Und alle liefen zu dem Haufen Trümmer und durchsuchten sie.
Es kamen alle Dinge zum Vorschein, die Brando immer für seine Gartenarbeit benutzt hatte und am Ende auch noch seine Zelte, mit denen Shirin die Jungen und er früher schon mal in Urlaub waren.
Die Zelte waren in Tragebeuteln verstaut und hatten nicht gelitten.
Sie klopften sie kurz ab und nahmen sie aus den Beuteln heraus.
Während die Jungen zusammen mit Brando, Paul, Tommy und Bernd die Zelte aufbauten, begab sich Shirin auf die Suche nach ihrem Kleiderschrank, denn sie brauchten Sachen für die folgende Nacht, in der es sehr kalt werden würde und nach einigem Suchen in der Trümmerwüste fand sie die Überreste von dem, was einmal ihr Kleiderschrank gewesen war.

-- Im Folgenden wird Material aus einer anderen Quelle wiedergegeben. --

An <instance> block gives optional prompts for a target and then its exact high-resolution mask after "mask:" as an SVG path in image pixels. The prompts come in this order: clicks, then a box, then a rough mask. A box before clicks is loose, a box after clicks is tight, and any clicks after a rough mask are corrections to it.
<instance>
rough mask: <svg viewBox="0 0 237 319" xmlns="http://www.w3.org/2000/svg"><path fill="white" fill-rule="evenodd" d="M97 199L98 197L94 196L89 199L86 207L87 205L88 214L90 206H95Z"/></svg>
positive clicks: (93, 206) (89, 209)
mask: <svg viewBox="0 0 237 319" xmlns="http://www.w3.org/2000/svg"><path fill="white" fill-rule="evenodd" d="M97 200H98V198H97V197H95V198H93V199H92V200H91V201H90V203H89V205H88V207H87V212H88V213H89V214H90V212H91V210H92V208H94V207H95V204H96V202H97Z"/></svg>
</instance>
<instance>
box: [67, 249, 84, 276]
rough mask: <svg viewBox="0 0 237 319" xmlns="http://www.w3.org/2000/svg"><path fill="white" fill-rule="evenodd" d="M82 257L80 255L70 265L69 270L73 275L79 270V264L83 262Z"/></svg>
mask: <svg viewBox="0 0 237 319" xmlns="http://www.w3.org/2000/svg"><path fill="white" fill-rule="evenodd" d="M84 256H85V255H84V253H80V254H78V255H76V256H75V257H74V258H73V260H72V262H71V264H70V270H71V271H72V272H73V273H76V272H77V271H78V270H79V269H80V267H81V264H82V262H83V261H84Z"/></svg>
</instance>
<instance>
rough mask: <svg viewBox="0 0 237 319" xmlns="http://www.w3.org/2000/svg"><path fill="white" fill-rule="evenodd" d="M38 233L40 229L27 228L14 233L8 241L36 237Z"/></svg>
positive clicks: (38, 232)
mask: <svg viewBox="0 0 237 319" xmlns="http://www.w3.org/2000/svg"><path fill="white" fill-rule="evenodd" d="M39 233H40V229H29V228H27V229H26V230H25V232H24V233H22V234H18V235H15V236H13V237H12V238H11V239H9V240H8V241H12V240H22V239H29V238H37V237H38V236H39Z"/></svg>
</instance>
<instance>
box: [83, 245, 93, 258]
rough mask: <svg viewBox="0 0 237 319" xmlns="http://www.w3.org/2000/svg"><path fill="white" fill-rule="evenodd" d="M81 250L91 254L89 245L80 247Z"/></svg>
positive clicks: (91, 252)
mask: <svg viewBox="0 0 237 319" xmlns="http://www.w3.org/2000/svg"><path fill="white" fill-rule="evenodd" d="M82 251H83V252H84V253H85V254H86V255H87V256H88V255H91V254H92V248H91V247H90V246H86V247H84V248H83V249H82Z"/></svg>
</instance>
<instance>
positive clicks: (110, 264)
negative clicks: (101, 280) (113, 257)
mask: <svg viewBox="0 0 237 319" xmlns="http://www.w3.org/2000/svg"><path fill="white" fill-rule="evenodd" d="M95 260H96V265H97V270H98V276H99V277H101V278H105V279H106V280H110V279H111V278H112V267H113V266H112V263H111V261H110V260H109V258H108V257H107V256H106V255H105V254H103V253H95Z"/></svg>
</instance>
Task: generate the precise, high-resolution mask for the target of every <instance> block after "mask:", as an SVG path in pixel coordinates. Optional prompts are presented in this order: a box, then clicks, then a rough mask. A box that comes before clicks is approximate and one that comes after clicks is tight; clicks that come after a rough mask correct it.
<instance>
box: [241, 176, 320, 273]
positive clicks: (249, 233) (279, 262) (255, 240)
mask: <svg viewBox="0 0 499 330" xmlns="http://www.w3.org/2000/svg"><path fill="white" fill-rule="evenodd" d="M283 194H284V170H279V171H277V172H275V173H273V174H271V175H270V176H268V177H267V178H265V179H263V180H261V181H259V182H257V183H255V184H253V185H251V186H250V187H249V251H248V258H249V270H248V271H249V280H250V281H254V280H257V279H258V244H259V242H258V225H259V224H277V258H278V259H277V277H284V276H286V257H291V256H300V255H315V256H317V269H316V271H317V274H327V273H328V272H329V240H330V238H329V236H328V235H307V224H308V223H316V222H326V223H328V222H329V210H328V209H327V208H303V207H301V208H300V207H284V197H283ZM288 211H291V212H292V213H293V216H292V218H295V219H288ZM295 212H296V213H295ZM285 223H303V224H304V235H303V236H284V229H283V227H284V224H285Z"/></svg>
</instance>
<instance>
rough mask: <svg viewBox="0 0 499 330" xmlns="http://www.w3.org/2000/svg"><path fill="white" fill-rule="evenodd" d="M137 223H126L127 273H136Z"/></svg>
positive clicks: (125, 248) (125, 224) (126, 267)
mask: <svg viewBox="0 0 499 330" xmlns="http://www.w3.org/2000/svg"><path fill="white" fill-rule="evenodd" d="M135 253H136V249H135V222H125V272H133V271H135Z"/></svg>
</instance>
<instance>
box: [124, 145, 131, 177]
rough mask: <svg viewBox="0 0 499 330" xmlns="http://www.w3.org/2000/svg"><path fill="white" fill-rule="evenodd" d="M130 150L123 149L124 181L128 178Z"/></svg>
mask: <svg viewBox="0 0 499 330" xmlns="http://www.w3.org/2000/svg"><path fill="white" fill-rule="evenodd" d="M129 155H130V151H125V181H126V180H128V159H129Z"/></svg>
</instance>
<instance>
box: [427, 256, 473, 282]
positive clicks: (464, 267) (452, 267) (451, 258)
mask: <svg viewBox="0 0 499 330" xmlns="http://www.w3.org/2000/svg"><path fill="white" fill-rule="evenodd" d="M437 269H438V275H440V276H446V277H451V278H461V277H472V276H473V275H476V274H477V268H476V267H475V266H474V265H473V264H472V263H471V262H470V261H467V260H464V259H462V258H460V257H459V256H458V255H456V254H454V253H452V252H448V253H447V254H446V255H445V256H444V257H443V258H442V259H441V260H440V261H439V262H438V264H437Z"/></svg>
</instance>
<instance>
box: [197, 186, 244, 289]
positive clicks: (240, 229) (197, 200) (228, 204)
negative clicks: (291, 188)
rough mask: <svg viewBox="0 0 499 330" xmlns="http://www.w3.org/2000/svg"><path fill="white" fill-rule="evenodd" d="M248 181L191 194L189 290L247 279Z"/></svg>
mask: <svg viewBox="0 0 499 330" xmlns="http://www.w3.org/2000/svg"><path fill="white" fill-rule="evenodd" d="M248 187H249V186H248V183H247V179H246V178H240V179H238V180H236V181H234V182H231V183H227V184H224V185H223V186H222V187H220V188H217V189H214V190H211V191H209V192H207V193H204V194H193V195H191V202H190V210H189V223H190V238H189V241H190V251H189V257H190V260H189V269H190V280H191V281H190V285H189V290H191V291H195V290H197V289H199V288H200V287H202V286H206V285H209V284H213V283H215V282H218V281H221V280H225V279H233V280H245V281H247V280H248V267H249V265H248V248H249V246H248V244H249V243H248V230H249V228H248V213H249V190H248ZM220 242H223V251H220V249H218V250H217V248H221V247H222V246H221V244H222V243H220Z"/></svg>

Sie entnahm dem kaputten Schrank ein paar verstaubte Kleidungsstücke und klopfte sie ab, bis sie schließlich für jeden eine Jacke oder einen Mantel von sich hatte und dazu noch Sweatshirts und Pullover, aber noch schienen die beiden Sonnen und es war warm.
Als die beiden Zelte inmitten der Trümmer standen, baute Brando eine improvisierte Feuerstelle und steckte ein Feuer an, Brennmaterial lag ja genug herum und Shirin würde eben Töpfe auf die Flamme stellen müssen.
Sie hatte noch von ihrem letzten Besuch in der Verteilstelle noch genügend Lebensmittel und es würden alle satt werden.
Paul hatte sich inzwischen überlegt, mit der Urne zu den Trümmern von Teagans Haus zu gehen und sie dort zu beerdigen und als er Tommy und Bernd von seinem Vorhaben erzählte, sagten sie, dass sie ihn begleiten wollten.
Sie sagten Shirin und Brando, dass sie in einer Stunde wieder zurück wären und machten sich auf den Weg durch die Trümmerlandschaft, unterwegs fanden sie nur zerstörte Häuser und verwüstete Grundstücke, es war nirgendwo ein Stein auf dem anderen geblieben.
Als sie an Teagans Adresse ankamen, fanden sie dort nur Trümmer wie überall.
Sie gingen dorthin, wo früher Teagans Hof gewesen war und suchten nach Überresten des Schuppens, um dort eine Schaufel oder einen Spaten zu finden.
Schließlich fanden sie in dem Gerümpel, das dort herumlag, auch einen Spaten und Paul hob ein Loch für die Urne aus, etwa an der Stelle, an der er Teagans Fahrrad überprüft hatte.
Er nahm die Urne und setzte sie ganz vorsichtig in das Loch, er hatte dabei seinen Kopf nach unten geneigt und schaute immer auf die Urne.
Am Ende sagte er leise so etwas wie ein Gebet vor sich hin und hatte seine Hände ineinander gelegt, wie bei einem Gottesdienst, dabei waren weder Paul noch sie gläubige Christen.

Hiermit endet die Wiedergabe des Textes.